Волшебная нить (СИ) - Тартынская Ольга. Страница 64
- Ах, как сладко знать, что ты мой! Навсегда, навсегда... - лепетала она прерывисто. - И я ... твоя ... навсегда ...
... Теперь все иначе. Сергей Львович открыл глаза и посмотрел на Машу, верно, тоже погруженную в невеселые мысли. Он сбежал от нее тогда, ничего не объясняя. Испугался счастья, стыдился его, когда Левушка в неволе. Бедняжка, она так страдала, оставшись вовсе в одиночестве. Дочь бросила ее, теперь он... Имение отнимает и без того подорванные силы, нет экипажа, чтобы выехать.

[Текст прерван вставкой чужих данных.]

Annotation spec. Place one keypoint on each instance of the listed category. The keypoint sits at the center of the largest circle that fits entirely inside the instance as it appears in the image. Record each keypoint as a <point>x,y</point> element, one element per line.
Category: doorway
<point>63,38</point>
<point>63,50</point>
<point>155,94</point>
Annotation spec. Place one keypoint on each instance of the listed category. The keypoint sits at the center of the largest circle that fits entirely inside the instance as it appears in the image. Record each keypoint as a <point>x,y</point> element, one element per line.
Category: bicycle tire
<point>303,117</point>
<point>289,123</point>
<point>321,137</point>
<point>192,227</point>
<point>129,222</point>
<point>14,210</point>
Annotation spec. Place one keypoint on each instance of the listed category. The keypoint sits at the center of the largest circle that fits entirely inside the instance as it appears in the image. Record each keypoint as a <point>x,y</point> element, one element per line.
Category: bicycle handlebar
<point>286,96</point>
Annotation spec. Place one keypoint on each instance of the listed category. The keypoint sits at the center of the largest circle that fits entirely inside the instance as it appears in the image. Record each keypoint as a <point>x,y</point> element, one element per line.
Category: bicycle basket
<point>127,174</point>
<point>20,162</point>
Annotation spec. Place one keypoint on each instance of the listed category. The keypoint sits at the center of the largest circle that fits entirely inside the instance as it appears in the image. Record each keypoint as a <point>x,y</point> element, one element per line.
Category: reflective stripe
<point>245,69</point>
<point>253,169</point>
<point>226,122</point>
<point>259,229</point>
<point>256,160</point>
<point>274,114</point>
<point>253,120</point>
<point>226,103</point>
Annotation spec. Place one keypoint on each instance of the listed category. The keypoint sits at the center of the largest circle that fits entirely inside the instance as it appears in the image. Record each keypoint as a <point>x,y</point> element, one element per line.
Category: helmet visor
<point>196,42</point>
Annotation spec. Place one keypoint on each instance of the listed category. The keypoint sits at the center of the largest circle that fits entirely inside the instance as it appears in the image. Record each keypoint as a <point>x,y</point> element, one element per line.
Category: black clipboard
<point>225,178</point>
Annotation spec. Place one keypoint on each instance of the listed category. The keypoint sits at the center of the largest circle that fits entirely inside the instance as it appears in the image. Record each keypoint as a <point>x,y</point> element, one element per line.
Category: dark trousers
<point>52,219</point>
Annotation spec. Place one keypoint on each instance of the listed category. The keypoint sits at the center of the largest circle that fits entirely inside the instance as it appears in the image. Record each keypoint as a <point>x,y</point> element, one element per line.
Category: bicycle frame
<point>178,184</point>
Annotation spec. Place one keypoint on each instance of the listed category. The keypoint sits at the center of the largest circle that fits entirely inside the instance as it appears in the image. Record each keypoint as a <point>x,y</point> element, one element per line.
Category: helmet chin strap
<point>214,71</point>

А ведь он обещал все хлопоты по имению взять на себя! Куда ни кинь, всюду клин, кругом виноват. Да и сам, не вынеся томления и одиночества, примчался опять к ней.
Нашел Машу в тревоге: время шло, а от Кати ни слуху ни духу. Недолго думая пустились к Давыдовым. Игнатий Ильич объявил им, что отправил Катю с верным человеком в Петербург. Для чего? Соскучилась по подружке. Сердце Бронского кольнуло остро: а как же Левушка? Всегда радушный, Игнатий Ильич теперь сослался на какие-то дела и сбыл их с рук поскорее. Уходя, однако, бросил:
- Да, Сергей Львович, уездное дворянство не принимает вашей отставки, послужите-ка еще.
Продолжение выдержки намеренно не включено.